The
decisive battles that led to the creation of the Republic of Armenia in
1918 had several professional officers among their leaders.
Taniel
Bek-Pirumian came from a region that gave many military leaders
throughout history: Artsakh (Gharabagh). He was born on November 21,
1861, in the village of Nakhichevanik, in the district of Khachen. He
graduated from the city lyceum of Shushi, then capital of Artsakh, and
started his military service at the age of twenty. He studied at the
infantry lyceum of Tiflis from 1881-1883. Three decades later, in 1913,
he graduated from the courses of the school of artillery of Oranienbaum
(nowadays Lomonosov, in the region of St. Petersburg, Russia).
Meanwhile,
he ascended in the ranks of the Russian army: sergeant in 1883,
lieutenant in 1888, captain in 1890, and deputy colonel in 1913. He held
positions as commander of squad, platoon, and battalion.
Pirumian
fought at the Caucasian front in the Russian army during World War I.
He was ascended to the rank of colonel in 1915 and decorated with
several medals for his bravery. Like many of his colleagues, Pirumian
remained in the region after the evacuation of Russian troops following
the October Revolution of 1917, helping organize the nascent Armenian
army.
In
the decisive days of May 1918, Taniel Bek-Pirumian was entrusted with
the general command of the front of Sardarabad, which was dangerously
close to Etchmiadzin. On May 21, the Ottoman forces occupied the village
and the railway station of Sardarabad, and advanced towards Ghamishlu.

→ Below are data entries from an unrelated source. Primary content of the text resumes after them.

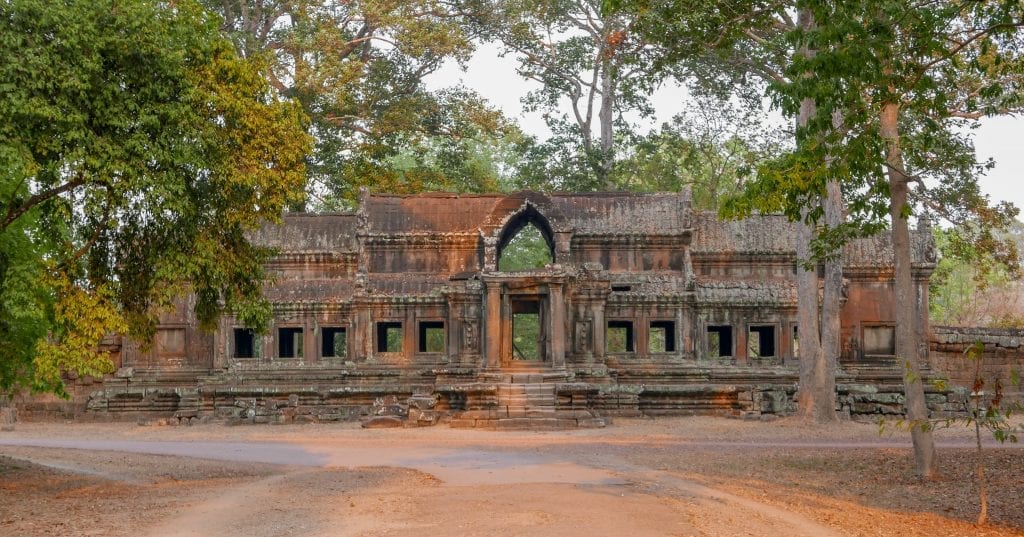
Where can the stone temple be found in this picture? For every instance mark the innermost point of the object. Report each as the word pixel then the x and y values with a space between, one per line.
pixel 401 310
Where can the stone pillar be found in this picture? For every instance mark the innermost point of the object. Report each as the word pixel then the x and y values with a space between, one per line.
pixel 741 332
pixel 599 330
pixel 453 337
pixel 493 326
pixel 363 334
pixel 557 326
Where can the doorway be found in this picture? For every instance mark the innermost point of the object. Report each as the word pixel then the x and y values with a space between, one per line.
pixel 528 331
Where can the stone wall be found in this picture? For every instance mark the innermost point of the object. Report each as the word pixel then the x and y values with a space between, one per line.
pixel 1003 355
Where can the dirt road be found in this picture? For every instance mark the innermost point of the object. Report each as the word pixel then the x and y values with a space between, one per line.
pixel 670 477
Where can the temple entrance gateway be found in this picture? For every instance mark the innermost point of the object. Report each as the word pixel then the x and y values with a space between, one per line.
pixel 528 334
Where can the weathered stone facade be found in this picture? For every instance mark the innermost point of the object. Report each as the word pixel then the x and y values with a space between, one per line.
pixel 648 307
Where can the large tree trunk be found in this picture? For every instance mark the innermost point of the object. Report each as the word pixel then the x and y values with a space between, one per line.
pixel 606 118
pixel 906 298
pixel 818 327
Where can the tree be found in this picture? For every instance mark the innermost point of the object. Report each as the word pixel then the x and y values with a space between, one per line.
pixel 720 46
pixel 357 69
pixel 903 76
pixel 973 288
pixel 592 59
pixel 713 148
pixel 137 151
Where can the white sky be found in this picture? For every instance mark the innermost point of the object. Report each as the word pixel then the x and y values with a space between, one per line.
pixel 495 78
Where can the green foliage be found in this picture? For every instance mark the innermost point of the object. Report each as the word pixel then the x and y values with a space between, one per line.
pixel 357 69
pixel 137 151
pixel 977 290
pixel 525 336
pixel 713 149
pixel 592 68
pixel 526 251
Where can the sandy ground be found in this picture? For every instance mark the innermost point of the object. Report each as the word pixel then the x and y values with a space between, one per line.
pixel 677 477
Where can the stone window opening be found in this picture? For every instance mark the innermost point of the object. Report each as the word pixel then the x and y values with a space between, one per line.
pixel 389 336
pixel 620 336
pixel 290 342
pixel 662 336
pixel 170 342
pixel 880 340
pixel 334 341
pixel 244 342
pixel 431 336
pixel 720 340
pixel 526 243
pixel 761 341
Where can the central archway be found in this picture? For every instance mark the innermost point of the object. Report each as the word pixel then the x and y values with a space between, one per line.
pixel 526 242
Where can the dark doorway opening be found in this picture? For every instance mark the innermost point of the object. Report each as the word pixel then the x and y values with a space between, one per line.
pixel 334 342
pixel 761 341
pixel 527 330
pixel 431 336
pixel 720 340
pixel 620 336
pixel 662 336
pixel 389 337
pixel 245 342
pixel 289 342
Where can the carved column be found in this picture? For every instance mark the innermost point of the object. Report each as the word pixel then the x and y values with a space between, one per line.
pixel 599 330
pixel 557 326
pixel 493 326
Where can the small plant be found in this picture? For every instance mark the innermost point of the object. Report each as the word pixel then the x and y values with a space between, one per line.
pixel 983 409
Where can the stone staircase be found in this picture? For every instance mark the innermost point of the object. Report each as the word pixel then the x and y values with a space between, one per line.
pixel 527 401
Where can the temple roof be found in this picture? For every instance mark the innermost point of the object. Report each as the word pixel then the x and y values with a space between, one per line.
pixel 309 233
pixel 619 213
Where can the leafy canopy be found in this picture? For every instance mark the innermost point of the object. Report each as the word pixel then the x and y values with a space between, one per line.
pixel 137 149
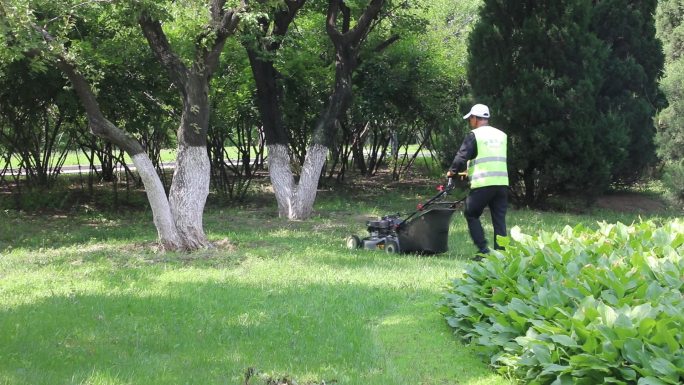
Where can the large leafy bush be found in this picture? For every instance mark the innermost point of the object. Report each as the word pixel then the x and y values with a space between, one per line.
pixel 581 306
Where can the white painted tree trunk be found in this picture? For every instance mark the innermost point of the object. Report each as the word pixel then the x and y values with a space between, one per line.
pixel 305 195
pixel 161 211
pixel 295 201
pixel 282 179
pixel 188 195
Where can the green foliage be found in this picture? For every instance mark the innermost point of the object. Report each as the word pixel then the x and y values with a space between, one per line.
pixel 670 135
pixel 579 306
pixel 630 92
pixel 574 84
pixel 539 68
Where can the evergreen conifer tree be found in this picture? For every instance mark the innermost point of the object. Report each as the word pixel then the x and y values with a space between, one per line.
pixel 670 136
pixel 630 93
pixel 538 66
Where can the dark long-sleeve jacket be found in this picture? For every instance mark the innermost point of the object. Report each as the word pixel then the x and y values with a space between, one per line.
pixel 467 152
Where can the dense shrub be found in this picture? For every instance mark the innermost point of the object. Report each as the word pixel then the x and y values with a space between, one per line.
pixel 580 306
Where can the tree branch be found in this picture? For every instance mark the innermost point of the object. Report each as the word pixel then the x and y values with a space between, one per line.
pixel 224 24
pixel 157 40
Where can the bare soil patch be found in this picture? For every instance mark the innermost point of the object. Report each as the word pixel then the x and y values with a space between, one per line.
pixel 631 202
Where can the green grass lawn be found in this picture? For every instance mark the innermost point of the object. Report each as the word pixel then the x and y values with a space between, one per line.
pixel 86 299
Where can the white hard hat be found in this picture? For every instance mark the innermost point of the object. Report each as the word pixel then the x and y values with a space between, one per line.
pixel 479 110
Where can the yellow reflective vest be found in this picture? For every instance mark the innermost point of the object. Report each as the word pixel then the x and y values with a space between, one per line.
pixel 489 167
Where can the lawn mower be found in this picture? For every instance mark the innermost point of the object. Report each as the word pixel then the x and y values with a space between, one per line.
pixel 425 231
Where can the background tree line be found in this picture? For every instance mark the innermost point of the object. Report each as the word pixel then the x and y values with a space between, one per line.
pixel 321 88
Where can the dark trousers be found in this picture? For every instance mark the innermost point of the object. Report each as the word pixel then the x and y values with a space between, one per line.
pixel 494 197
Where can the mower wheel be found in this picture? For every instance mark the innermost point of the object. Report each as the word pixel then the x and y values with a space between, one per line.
pixel 353 242
pixel 391 247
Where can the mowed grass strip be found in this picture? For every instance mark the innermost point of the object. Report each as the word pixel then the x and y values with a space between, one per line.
pixel 86 299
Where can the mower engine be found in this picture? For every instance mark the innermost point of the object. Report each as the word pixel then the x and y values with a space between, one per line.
pixel 384 226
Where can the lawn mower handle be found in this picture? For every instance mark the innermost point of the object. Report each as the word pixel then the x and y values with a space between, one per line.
pixel 442 191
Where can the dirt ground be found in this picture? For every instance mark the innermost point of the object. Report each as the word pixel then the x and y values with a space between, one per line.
pixel 631 202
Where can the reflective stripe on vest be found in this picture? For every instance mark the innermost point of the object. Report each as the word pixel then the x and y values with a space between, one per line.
pixel 489 168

The next day, the battalion of the “Condemned to Death” (մահապարտների
գունդ) of Gharabagh, headed by Poghos Bek-Pirumian (first cousin to
Taniel), counterattacked and chased away the Ottoman troops up to
Sardarabad, which was liberated in the late afternoon. The Ottomans
fortified themselves in the surrounding heights and led a
counteroffensive on May 24-26. The three-day battle was fiercely
contested and ended in an Armenian victory. In those delicate moments,
Taniel Bek-Pirumian’s military experience and his iron will played a
fundamental role. He entered the fraught of the battle, leaving the
command to Lieutenant Alexandre Chnéour, a Russian officer in the
Armenian army. Personally heading a column of soldiers, he disrupted and
repelled the Turkish advance in the central area of the battlefront.
Bek-Pirumian
continued his career in the Republic of Armenia and was ascended to the
rank of major-general in late 1919. He was appointed military commander
of Kars. However, he broke his leg in a car accident, and was taken
prisoner by the Turks in October 1920 after the fall of Kars. In January
1921 he was transported to Alexandropol and delivered to the
representatives of the 11
th
Red Army.
The
Bolshevik terror was rampant in newly sovietized Armenia. In 1921, soon
after being liberated from Turkish prison, Bek-Pirumian and other
high-ranking Armenian officers were shot on the road of Gharakilise
(nowadays Vanadzor) to Dilijan. The corpse of the unfortunate general
was secretly moved to Etchmiadzin and buried in the cemetery of the
church of St. Gayane. Another hero of Sardarabad, his cousin Poghos
Bek-Pirumian, overwhelmed by the Bolshevik terror, took his own life.